Baldwin’s lawyer, Alex Spiro, emphasized in his opening statement that the star did exactly what actors always do.

“I don’t need to tell you more about it because you’ve all seen shootings in the movies,” Mr. Spiro said.

The trial will explore firearm safety, fame and a low-budget Western filmed on a remote ranch.

The 16 jurors — 11 women and five men — come from a region with a strong tendency toward gun ownership and safety, driven by remote hunting areas.

Four of the jurors will be considered alternates, and the remaining twelve will deliberate once the case is received.

The death of cinematographer Hutchins, 42, a rising star in her field, occurred almost three years ago and sent shockwaves through the film industry. Baldwin has been charged with a felony that carries a sentence of up to 18 months in prison.

Baldwin pleaded not guilty. He entered the courtroom carrying a disposable coffee cup. His wife, Hilaria Baldwin, and brother, Stephen Baldwin, sat close in the audience, among the defendant’s relatives and friends.

He sat surrounded by his lawyers, wearing a dark blue suit, in the Santa Fe courthouse, not far from the film farm where scenes for Rust were filmed.
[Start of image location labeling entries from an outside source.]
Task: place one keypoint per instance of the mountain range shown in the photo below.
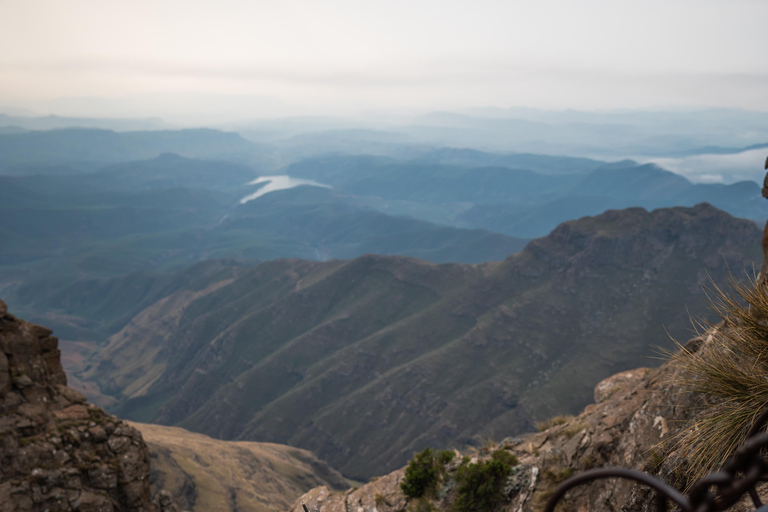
(365, 361)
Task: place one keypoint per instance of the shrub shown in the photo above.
(421, 475)
(541, 426)
(445, 456)
(481, 485)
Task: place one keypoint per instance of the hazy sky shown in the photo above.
(376, 55)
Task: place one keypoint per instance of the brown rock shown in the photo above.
(55, 450)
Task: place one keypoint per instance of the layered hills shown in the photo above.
(59, 452)
(368, 360)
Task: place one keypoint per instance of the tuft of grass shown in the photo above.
(730, 371)
(574, 429)
(552, 422)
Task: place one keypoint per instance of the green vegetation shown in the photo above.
(447, 338)
(731, 371)
(481, 485)
(421, 475)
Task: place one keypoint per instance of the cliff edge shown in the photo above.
(632, 424)
(57, 451)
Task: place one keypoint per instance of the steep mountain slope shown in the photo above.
(366, 361)
(634, 413)
(205, 474)
(58, 452)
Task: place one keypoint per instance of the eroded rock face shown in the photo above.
(57, 451)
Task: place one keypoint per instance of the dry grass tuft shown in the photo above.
(730, 370)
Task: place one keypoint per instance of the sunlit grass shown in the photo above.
(730, 371)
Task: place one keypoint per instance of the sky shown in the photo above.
(344, 56)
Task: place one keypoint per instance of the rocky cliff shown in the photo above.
(632, 424)
(57, 451)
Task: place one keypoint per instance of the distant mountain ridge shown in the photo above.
(366, 361)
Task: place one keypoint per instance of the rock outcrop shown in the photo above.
(632, 424)
(57, 451)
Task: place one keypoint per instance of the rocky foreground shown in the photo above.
(58, 452)
(632, 424)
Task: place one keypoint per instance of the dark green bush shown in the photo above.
(421, 475)
(481, 485)
(445, 456)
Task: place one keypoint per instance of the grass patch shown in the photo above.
(730, 370)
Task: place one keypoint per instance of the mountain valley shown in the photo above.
(320, 355)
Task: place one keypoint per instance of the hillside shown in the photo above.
(59, 452)
(368, 360)
(204, 474)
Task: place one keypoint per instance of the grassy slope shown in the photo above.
(366, 361)
(207, 474)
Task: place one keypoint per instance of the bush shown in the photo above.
(730, 370)
(421, 475)
(445, 456)
(481, 485)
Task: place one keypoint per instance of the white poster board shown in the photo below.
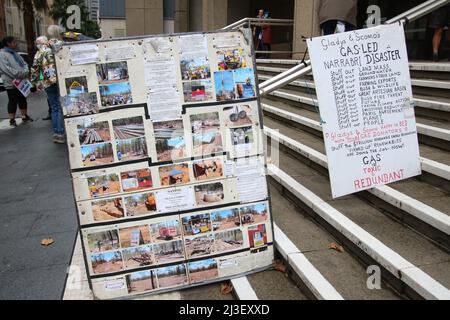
(366, 106)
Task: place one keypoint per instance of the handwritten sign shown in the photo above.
(368, 119)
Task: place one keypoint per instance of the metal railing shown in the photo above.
(305, 68)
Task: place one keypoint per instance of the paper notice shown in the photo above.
(84, 54)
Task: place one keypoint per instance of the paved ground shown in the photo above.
(35, 202)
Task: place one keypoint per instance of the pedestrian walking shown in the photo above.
(44, 62)
(13, 67)
(337, 16)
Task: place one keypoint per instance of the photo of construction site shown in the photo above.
(134, 236)
(136, 180)
(208, 194)
(138, 257)
(208, 169)
(254, 214)
(109, 209)
(96, 155)
(174, 174)
(103, 185)
(107, 262)
(172, 276)
(228, 240)
(141, 281)
(170, 143)
(140, 204)
(199, 246)
(203, 270)
(166, 231)
(226, 219)
(103, 241)
(168, 252)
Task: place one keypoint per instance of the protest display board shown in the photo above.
(165, 139)
(366, 106)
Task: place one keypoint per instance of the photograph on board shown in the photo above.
(176, 174)
(165, 231)
(225, 219)
(93, 132)
(109, 209)
(142, 281)
(209, 194)
(228, 241)
(224, 82)
(203, 270)
(97, 154)
(172, 276)
(140, 204)
(134, 236)
(195, 68)
(136, 180)
(170, 142)
(244, 80)
(206, 134)
(138, 257)
(103, 241)
(168, 252)
(103, 185)
(196, 224)
(107, 262)
(81, 105)
(199, 246)
(198, 91)
(208, 169)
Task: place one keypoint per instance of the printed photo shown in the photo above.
(136, 180)
(208, 169)
(207, 138)
(232, 59)
(242, 135)
(134, 236)
(197, 224)
(138, 257)
(107, 262)
(245, 83)
(131, 149)
(141, 281)
(203, 270)
(128, 128)
(238, 115)
(103, 241)
(105, 210)
(173, 276)
(224, 82)
(97, 154)
(166, 231)
(228, 240)
(226, 219)
(82, 104)
(254, 214)
(140, 204)
(93, 132)
(168, 252)
(170, 143)
(174, 174)
(195, 68)
(199, 246)
(76, 86)
(103, 185)
(209, 194)
(198, 91)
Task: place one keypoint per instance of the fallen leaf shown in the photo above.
(336, 247)
(226, 288)
(47, 242)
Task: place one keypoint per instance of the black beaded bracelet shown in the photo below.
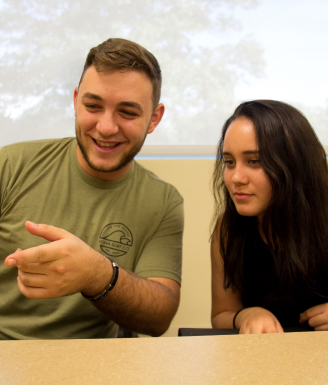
(234, 318)
(109, 287)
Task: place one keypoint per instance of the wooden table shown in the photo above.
(294, 358)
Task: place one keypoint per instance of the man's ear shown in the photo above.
(156, 118)
(76, 91)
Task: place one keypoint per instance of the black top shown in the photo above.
(261, 286)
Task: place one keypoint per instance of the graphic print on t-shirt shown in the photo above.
(115, 239)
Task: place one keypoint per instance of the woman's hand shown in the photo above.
(257, 320)
(316, 316)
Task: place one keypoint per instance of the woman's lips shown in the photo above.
(242, 196)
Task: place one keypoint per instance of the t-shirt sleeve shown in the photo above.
(162, 257)
(4, 175)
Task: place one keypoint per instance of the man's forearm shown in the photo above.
(142, 305)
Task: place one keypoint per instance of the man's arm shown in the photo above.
(67, 265)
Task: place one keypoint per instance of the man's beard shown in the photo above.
(126, 158)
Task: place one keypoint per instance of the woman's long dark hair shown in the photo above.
(295, 223)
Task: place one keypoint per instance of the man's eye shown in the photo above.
(128, 113)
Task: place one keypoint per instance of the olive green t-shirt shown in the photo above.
(136, 221)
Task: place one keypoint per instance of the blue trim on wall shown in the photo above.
(175, 157)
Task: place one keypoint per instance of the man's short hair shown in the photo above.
(126, 55)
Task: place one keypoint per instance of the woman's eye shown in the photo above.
(92, 106)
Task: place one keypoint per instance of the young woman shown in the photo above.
(270, 240)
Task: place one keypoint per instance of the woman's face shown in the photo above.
(246, 181)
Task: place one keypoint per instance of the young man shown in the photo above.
(96, 222)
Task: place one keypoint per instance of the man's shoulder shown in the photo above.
(22, 151)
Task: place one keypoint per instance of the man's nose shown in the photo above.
(107, 124)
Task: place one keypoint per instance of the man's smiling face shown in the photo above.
(114, 114)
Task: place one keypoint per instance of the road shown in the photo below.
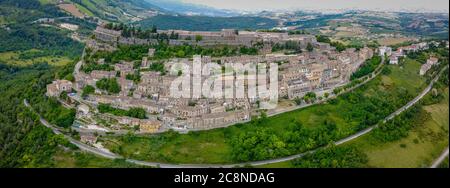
(441, 158)
(255, 163)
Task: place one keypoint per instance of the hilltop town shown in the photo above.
(307, 76)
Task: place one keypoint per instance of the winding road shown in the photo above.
(110, 155)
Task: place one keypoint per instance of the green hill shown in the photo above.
(206, 23)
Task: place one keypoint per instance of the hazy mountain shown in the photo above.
(177, 6)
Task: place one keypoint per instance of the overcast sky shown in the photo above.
(441, 5)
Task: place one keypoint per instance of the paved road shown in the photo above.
(255, 163)
(441, 158)
(76, 142)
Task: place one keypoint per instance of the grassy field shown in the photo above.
(14, 58)
(393, 41)
(214, 146)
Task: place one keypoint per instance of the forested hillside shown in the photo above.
(205, 23)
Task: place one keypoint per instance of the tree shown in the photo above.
(198, 38)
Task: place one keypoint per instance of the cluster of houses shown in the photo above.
(427, 66)
(319, 70)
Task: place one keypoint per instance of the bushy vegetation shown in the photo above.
(25, 36)
(338, 45)
(205, 23)
(285, 134)
(333, 157)
(132, 112)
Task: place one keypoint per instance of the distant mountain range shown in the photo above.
(180, 7)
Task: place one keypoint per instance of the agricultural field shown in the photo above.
(422, 145)
(393, 41)
(72, 9)
(347, 113)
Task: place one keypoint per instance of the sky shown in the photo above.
(252, 5)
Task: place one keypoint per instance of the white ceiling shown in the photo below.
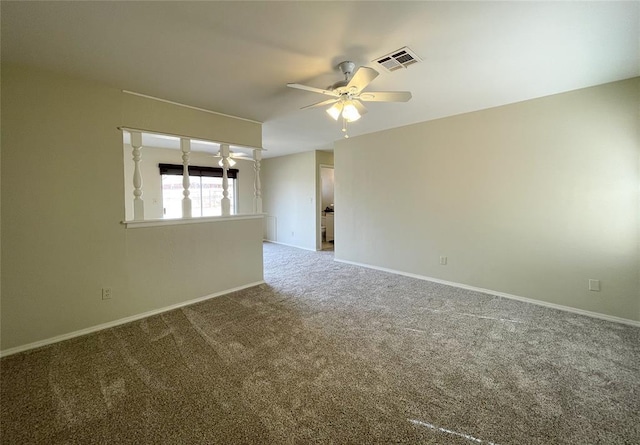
(237, 57)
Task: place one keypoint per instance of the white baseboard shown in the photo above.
(289, 245)
(500, 294)
(121, 321)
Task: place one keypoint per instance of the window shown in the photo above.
(205, 187)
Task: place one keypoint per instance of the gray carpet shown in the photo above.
(331, 353)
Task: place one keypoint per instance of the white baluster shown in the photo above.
(226, 202)
(185, 147)
(138, 203)
(257, 197)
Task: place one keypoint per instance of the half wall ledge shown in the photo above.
(178, 221)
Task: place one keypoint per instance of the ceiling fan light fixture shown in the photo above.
(335, 111)
(231, 162)
(350, 112)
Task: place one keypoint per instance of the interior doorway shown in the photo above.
(327, 213)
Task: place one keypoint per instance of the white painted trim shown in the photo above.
(501, 294)
(133, 93)
(290, 245)
(196, 220)
(121, 321)
(184, 136)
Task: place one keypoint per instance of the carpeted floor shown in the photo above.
(332, 353)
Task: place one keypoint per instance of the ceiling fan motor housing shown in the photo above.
(347, 67)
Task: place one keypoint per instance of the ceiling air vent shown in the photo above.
(398, 59)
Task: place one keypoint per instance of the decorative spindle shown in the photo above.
(257, 197)
(138, 203)
(226, 202)
(185, 147)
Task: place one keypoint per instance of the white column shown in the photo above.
(226, 202)
(257, 187)
(185, 147)
(138, 203)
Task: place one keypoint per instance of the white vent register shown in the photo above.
(401, 58)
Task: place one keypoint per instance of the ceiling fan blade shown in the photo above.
(385, 96)
(312, 89)
(319, 104)
(362, 78)
(361, 108)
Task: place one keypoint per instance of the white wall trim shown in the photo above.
(195, 220)
(133, 93)
(289, 245)
(121, 321)
(501, 294)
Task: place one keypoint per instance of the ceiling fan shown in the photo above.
(346, 95)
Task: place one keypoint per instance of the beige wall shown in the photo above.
(63, 198)
(323, 158)
(531, 199)
(289, 198)
(148, 114)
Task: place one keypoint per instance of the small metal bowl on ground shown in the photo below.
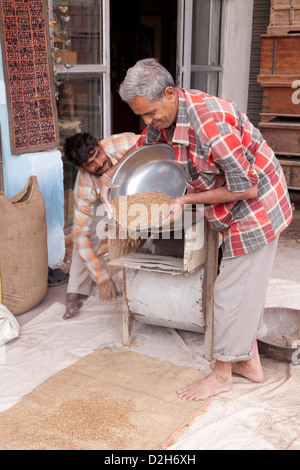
(149, 168)
(282, 341)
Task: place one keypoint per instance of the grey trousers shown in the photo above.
(239, 297)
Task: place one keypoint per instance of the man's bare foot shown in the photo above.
(73, 304)
(219, 381)
(250, 369)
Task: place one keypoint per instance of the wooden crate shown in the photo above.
(278, 99)
(282, 136)
(184, 254)
(284, 16)
(279, 56)
(291, 169)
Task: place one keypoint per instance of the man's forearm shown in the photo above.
(218, 196)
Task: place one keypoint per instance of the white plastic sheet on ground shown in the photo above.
(251, 416)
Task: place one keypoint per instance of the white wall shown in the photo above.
(236, 51)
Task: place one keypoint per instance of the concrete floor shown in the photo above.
(286, 266)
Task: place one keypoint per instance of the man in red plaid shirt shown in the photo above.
(232, 171)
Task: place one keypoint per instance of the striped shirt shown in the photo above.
(217, 145)
(86, 193)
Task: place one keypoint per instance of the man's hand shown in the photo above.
(105, 185)
(107, 290)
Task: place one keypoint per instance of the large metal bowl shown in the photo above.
(283, 334)
(149, 168)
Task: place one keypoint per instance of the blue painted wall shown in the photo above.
(48, 168)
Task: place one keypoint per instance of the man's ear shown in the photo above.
(170, 94)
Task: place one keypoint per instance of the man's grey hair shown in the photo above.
(146, 78)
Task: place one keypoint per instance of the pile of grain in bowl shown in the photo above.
(141, 210)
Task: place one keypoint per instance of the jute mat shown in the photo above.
(112, 399)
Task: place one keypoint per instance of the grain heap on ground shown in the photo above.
(141, 210)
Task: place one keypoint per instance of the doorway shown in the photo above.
(138, 29)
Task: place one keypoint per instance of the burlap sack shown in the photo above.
(23, 249)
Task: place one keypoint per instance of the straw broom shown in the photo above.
(1, 193)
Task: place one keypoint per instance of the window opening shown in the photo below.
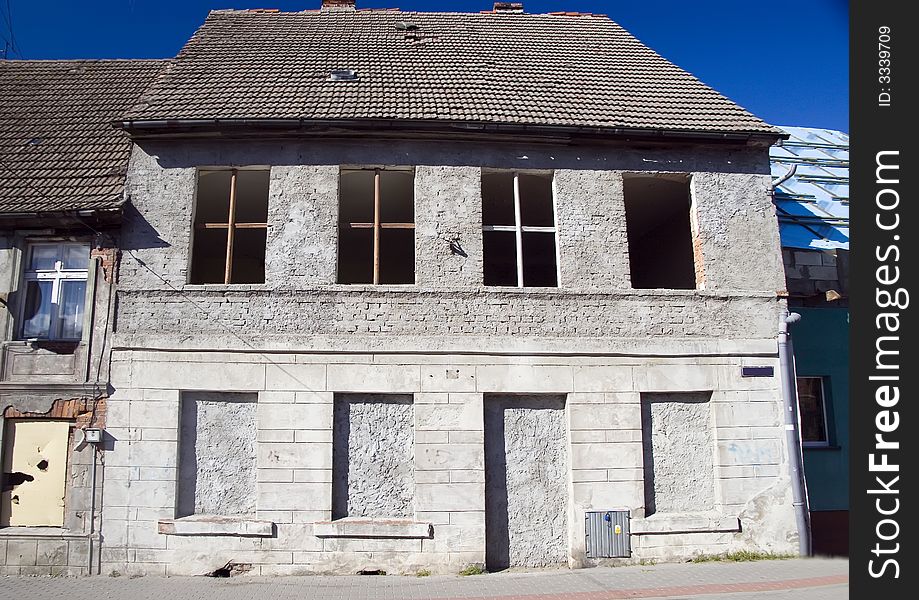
(376, 227)
(518, 230)
(231, 227)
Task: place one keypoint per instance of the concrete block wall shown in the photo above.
(294, 447)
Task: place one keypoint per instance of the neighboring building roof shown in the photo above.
(568, 70)
(58, 149)
(813, 205)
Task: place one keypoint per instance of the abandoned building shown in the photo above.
(405, 291)
(813, 209)
(62, 173)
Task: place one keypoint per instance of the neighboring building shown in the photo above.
(409, 291)
(813, 210)
(62, 169)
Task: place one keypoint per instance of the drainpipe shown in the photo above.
(792, 433)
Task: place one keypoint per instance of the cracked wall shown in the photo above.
(678, 445)
(217, 457)
(373, 471)
(526, 481)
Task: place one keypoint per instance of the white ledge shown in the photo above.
(216, 525)
(373, 528)
(684, 523)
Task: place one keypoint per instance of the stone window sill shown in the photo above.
(373, 528)
(684, 523)
(40, 532)
(216, 525)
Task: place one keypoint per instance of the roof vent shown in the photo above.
(338, 4)
(509, 7)
(343, 75)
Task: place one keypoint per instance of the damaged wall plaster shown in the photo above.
(217, 454)
(373, 456)
(526, 481)
(678, 452)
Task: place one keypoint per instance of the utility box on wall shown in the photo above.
(607, 534)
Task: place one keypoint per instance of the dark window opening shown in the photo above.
(657, 211)
(518, 223)
(231, 227)
(376, 229)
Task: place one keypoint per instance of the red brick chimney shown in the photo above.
(338, 4)
(509, 7)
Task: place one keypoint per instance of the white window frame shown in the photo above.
(518, 228)
(57, 276)
(826, 425)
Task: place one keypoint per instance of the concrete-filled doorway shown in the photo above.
(526, 481)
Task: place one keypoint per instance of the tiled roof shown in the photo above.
(58, 149)
(527, 69)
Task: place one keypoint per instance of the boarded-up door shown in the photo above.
(35, 468)
(526, 481)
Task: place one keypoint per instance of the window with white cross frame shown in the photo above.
(54, 291)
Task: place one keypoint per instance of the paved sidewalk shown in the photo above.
(800, 579)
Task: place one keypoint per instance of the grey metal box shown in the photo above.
(607, 534)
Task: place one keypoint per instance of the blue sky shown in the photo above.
(785, 61)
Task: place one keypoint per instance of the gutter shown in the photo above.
(165, 126)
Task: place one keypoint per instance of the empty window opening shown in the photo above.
(55, 291)
(376, 230)
(373, 471)
(678, 445)
(217, 459)
(231, 227)
(661, 249)
(812, 408)
(34, 472)
(518, 229)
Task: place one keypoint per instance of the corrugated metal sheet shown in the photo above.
(813, 205)
(607, 534)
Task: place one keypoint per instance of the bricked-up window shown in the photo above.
(518, 229)
(662, 253)
(376, 226)
(812, 408)
(55, 291)
(231, 226)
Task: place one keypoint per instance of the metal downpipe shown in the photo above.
(792, 431)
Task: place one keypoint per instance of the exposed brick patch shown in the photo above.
(86, 412)
(110, 257)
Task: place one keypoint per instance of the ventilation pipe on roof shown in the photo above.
(338, 4)
(509, 7)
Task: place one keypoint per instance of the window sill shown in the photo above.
(207, 525)
(373, 528)
(18, 531)
(684, 523)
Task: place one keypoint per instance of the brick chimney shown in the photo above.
(338, 4)
(509, 7)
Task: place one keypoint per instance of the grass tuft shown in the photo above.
(740, 556)
(473, 569)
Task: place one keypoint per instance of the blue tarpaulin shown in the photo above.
(813, 205)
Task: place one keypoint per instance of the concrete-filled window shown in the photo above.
(812, 408)
(376, 226)
(55, 290)
(518, 229)
(660, 223)
(373, 442)
(34, 472)
(678, 444)
(231, 226)
(526, 481)
(217, 460)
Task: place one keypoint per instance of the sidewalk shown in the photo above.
(816, 579)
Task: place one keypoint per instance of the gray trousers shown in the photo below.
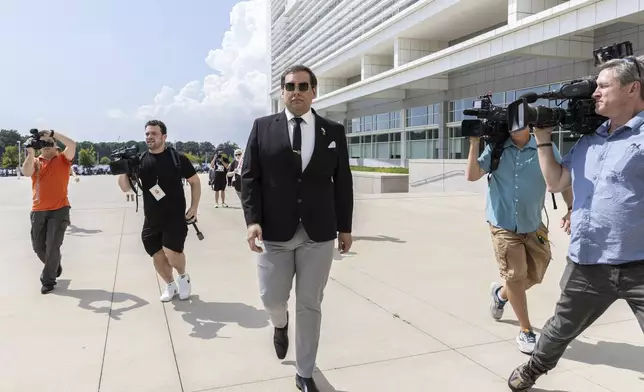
(47, 234)
(587, 291)
(310, 263)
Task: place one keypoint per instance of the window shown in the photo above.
(422, 144)
(457, 145)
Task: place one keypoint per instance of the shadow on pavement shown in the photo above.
(340, 256)
(75, 230)
(207, 318)
(88, 296)
(320, 380)
(614, 354)
(379, 238)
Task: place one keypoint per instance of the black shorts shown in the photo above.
(171, 235)
(220, 182)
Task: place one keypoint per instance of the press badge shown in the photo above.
(157, 192)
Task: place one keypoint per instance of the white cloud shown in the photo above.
(116, 114)
(222, 106)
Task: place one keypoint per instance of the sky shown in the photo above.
(98, 70)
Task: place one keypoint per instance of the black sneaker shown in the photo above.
(523, 378)
(46, 288)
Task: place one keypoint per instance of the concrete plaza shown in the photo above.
(406, 309)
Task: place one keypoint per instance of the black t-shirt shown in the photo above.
(220, 169)
(232, 168)
(162, 167)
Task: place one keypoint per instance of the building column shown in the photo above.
(327, 85)
(374, 64)
(443, 137)
(407, 50)
(403, 148)
(519, 9)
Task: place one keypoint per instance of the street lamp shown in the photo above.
(18, 166)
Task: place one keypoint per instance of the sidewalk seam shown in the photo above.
(174, 353)
(109, 315)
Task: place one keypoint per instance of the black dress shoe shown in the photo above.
(47, 288)
(305, 384)
(280, 340)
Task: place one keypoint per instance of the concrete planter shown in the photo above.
(373, 182)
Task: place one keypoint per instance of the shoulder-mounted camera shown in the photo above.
(36, 142)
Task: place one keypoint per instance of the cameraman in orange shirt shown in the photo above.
(50, 209)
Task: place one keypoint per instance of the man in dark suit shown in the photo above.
(297, 195)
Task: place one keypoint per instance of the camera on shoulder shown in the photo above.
(36, 142)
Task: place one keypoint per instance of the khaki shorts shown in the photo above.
(522, 257)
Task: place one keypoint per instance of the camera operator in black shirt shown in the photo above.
(165, 229)
(220, 166)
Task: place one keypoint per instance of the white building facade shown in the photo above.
(399, 73)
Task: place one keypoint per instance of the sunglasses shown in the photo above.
(301, 86)
(632, 59)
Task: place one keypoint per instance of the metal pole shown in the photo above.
(18, 167)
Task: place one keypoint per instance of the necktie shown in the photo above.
(297, 141)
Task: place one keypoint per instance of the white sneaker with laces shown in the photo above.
(527, 341)
(169, 293)
(185, 288)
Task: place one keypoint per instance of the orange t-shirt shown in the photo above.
(49, 183)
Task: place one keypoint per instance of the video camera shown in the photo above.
(36, 142)
(125, 161)
(579, 117)
(492, 122)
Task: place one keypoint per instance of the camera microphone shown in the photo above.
(531, 97)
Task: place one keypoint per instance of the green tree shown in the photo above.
(228, 148)
(10, 157)
(87, 157)
(9, 137)
(192, 157)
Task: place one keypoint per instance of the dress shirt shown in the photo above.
(517, 192)
(608, 186)
(308, 134)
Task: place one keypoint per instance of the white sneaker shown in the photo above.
(496, 305)
(185, 288)
(169, 293)
(527, 341)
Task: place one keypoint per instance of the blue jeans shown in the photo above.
(587, 291)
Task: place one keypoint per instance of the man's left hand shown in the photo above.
(191, 215)
(565, 222)
(344, 242)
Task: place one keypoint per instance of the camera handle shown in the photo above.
(135, 183)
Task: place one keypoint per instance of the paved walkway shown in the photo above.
(407, 309)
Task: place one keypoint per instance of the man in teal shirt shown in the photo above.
(515, 199)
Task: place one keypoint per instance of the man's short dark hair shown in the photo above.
(300, 68)
(157, 123)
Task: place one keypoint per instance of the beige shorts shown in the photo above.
(522, 257)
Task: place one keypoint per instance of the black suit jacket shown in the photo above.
(276, 195)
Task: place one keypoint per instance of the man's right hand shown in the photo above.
(254, 232)
(543, 134)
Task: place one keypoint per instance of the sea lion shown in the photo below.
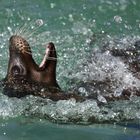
(25, 77)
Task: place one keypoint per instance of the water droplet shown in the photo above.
(52, 5)
(39, 22)
(118, 19)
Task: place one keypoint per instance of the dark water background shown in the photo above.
(76, 27)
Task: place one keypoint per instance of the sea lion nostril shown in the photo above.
(15, 70)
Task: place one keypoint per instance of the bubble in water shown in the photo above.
(118, 19)
(39, 22)
(71, 17)
(52, 5)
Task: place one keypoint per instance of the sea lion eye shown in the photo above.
(16, 70)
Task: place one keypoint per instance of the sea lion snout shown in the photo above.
(18, 43)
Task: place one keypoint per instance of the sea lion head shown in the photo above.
(23, 73)
(20, 55)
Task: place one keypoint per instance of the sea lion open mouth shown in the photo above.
(24, 74)
(25, 77)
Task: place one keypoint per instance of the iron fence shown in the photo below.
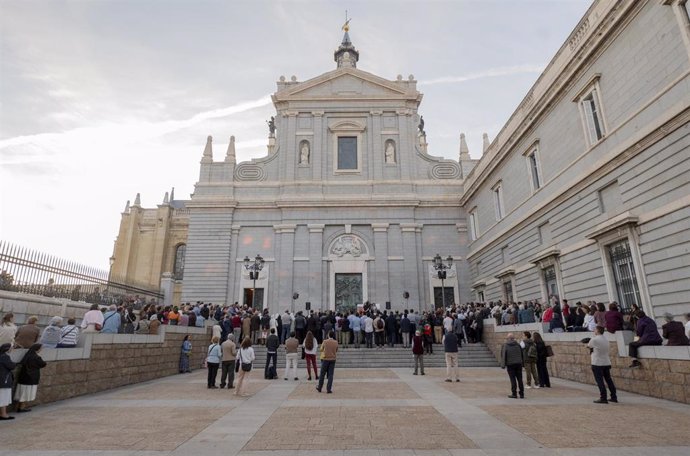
(28, 271)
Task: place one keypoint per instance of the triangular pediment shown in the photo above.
(346, 82)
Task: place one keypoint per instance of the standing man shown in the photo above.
(601, 365)
(286, 320)
(356, 328)
(329, 349)
(512, 360)
(291, 346)
(272, 343)
(450, 346)
(229, 350)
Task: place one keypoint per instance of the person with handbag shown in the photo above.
(542, 355)
(310, 349)
(243, 365)
(213, 357)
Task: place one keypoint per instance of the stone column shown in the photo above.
(376, 170)
(233, 276)
(284, 266)
(319, 147)
(411, 261)
(316, 272)
(381, 280)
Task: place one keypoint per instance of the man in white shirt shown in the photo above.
(601, 365)
(92, 318)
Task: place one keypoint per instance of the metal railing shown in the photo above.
(28, 271)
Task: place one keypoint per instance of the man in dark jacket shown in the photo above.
(648, 335)
(512, 360)
(272, 343)
(450, 347)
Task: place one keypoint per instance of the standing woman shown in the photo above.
(247, 357)
(213, 356)
(542, 370)
(310, 349)
(184, 355)
(8, 330)
(29, 377)
(6, 380)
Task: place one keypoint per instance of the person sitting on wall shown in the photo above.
(648, 335)
(673, 331)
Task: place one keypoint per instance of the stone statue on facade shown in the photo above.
(304, 154)
(390, 152)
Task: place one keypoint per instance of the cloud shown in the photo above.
(120, 134)
(494, 72)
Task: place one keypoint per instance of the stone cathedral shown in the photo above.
(346, 207)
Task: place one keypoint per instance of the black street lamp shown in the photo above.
(441, 269)
(254, 269)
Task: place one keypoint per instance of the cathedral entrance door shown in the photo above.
(348, 291)
(249, 298)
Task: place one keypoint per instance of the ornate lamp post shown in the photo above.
(254, 269)
(441, 267)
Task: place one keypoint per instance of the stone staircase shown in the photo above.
(470, 355)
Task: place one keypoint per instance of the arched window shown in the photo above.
(178, 268)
Baldwin claims the gun discharged accidentally because he followed instructions and aimed it at Hutchins, who was standing behind the camera.

He claims that, unaware that the gun was loaded with live ammunition, he pulled the hammer — not the trigger — and the gun fired.

Prosecutors said they will present evidence that Baldwin “went off script” and failed to follow basic industry standards for firearm safety when he pointed the gun at Hutchins on Oct. 21, 2021.

Baldwin, star of Beetlejuice, Glengarry Glen Ross and 30 Rock, has been a well-known actor and public personality for more than three decades.

In court documents, defense attorneys emphasized that the gunsmith, Hannah Gutierrez-Reed, had already been found responsible for the shooting, and testified that the gun was checked by an assistant director before being given to Baldwin — and that the shooting was confusing and shocking to the entire crew, who believed there were no live ammunition on the set.

Prosecutors have two alternative standards for proving the charge. One is negligent use of a firearm. The other is proving beyond a reasonable doubt that Baldwin acted with complete disregard or indifference for the safety of others.

Testimony at trial will focus on deficiencies in the gun’s last safety check before Baldwin began practicing with it, as well as the mechanics of the gun and whether it could have fired without the trigger being pulled.

The live bullet that killed Hutchins also wounded director Joel Souza.